Synthesizing Fluorescent Dots

Traditional synthesis approaches for fluorescent dots usually require the use of organic solvents, which are effective when it comes to helping in breaking down substances, not to mention facilitating chemical reactions.

Nevertheless, organic solvents can be flammable, carcinogenic, and volatile. They are potentially harmful if mishandled.

What's more is that the fluorescent dots' synthesis is usually time-consuming and multifaceted, demonstrating an assortment of challenges for all-encompassing manufacturing.

The University of Nebraska Medical Center researchers is working though, on a substitute approach. They incorporate a hyaluronic acid, a standard carbohydrate, and particular amino acids, the molecules constituting proteins.

Both components are abundant in the body, and essentially dissolve in water. The latter-mentioned trait contradicts the necessity for poisonous organic solvents.

Combining in Two Naturally Occurring Materials

According to Aaron Mohs, PhD, the study author and an associate professor in the department of pharmaceutical sciences at UNCM, unlike traditional fluorescent dots, the researchers' dots combine two naturally occurring materials.
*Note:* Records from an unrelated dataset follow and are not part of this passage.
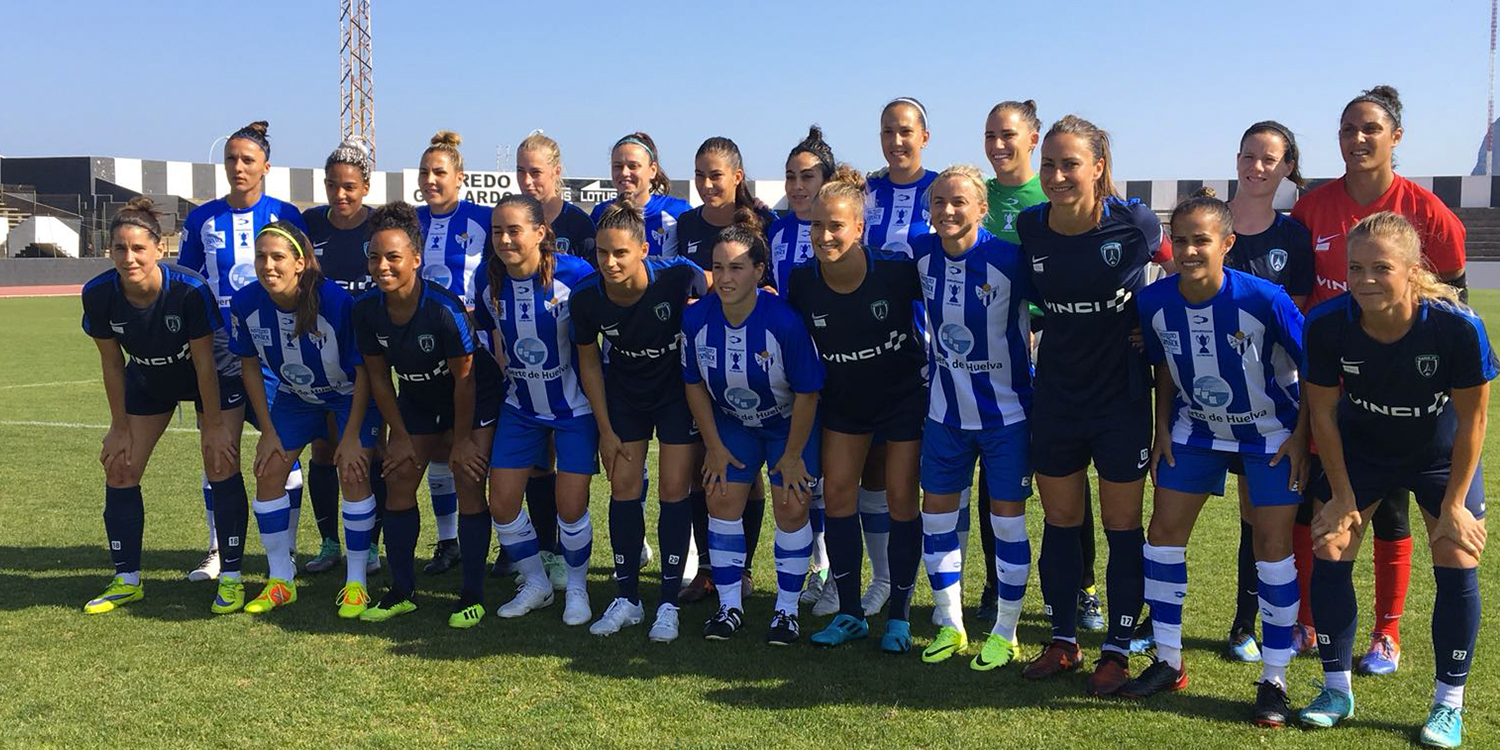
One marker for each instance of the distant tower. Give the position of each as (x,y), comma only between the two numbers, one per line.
(356,84)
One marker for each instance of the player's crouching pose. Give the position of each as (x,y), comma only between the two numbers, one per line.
(300,326)
(1415,368)
(1224,345)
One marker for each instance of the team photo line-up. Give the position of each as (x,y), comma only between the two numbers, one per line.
(867,350)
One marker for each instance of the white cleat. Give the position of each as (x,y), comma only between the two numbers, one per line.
(665,629)
(206,570)
(618,615)
(575,608)
(875,597)
(527,599)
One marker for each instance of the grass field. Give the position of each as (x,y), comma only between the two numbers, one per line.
(164,672)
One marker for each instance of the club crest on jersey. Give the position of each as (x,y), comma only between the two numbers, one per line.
(1427,365)
(1278,258)
(1110,252)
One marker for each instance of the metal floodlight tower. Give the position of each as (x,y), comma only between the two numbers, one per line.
(356,84)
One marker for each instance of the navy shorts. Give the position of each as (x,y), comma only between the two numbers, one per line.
(1116,441)
(671,422)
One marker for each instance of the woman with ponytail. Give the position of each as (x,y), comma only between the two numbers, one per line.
(300,326)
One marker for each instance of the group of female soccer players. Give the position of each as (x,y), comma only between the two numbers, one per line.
(881,336)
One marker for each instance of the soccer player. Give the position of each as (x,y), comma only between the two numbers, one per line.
(155,326)
(299,324)
(1397,389)
(978,407)
(858,306)
(447,405)
(1226,347)
(752,378)
(455,239)
(1088,252)
(1277,248)
(1368,134)
(627,323)
(339,237)
(525,305)
(218,242)
(635,168)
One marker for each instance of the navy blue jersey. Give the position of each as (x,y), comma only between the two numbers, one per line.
(342,254)
(1086,284)
(317,366)
(1395,407)
(155,338)
(1283,254)
(575,233)
(642,341)
(867,338)
(419,350)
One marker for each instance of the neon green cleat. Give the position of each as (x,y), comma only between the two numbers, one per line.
(114,594)
(995,653)
(276,593)
(230,596)
(353,600)
(948,642)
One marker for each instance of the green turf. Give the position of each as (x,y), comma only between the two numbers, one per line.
(164,672)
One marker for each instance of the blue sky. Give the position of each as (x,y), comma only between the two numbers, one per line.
(1173,81)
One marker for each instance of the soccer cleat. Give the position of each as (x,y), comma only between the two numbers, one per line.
(230,596)
(723,624)
(783,629)
(620,614)
(1091,614)
(353,600)
(114,594)
(897,638)
(468,612)
(666,626)
(206,570)
(393,603)
(1055,659)
(329,554)
(1272,707)
(950,641)
(842,630)
(698,588)
(1443,728)
(1157,678)
(1383,656)
(1110,674)
(444,555)
(995,653)
(527,599)
(1242,647)
(276,593)
(1328,708)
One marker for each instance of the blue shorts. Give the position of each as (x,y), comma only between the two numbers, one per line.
(761,446)
(299,423)
(948,455)
(521,441)
(1203,470)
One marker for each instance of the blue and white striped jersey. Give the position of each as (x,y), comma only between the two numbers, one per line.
(660,213)
(317,366)
(219,242)
(536,339)
(752,371)
(453,245)
(981,332)
(896,215)
(1233,360)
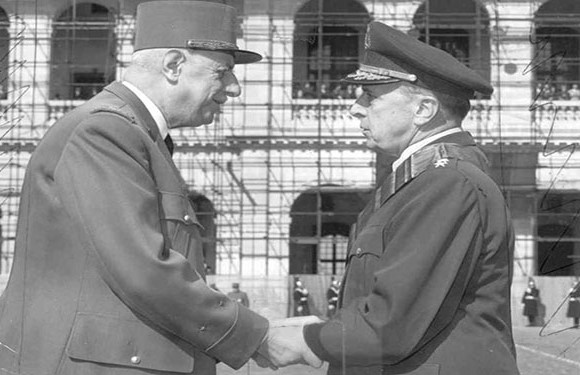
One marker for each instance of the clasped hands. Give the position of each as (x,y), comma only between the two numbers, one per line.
(284,344)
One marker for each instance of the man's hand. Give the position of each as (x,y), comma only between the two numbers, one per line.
(284,344)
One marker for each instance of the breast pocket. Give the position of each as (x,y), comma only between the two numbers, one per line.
(180,222)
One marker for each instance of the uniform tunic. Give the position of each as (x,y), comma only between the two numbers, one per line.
(332,298)
(530,301)
(108,274)
(429,267)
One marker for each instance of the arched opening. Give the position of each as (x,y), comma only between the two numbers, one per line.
(83,53)
(4,53)
(205,213)
(319,237)
(556,43)
(558,252)
(327,43)
(459,27)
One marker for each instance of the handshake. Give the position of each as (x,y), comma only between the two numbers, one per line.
(284,344)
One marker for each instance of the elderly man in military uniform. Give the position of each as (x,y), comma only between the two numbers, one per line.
(429,266)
As specified in Mohs' research, not only does their finding ease the synthesis of nanomaterial, "as we can purify the dots" employing just water, but capitalizes as well, on the biocompatibility of such molecules possibly making them the perfect nanoparticle for a variety of different backgrounds. This recent research of Mohs on fluorescent dots was published in the ACS Omega journal.

Usually, when researchers are making fluorescent particles, they utilize a starting material that comprises fluorescent properties.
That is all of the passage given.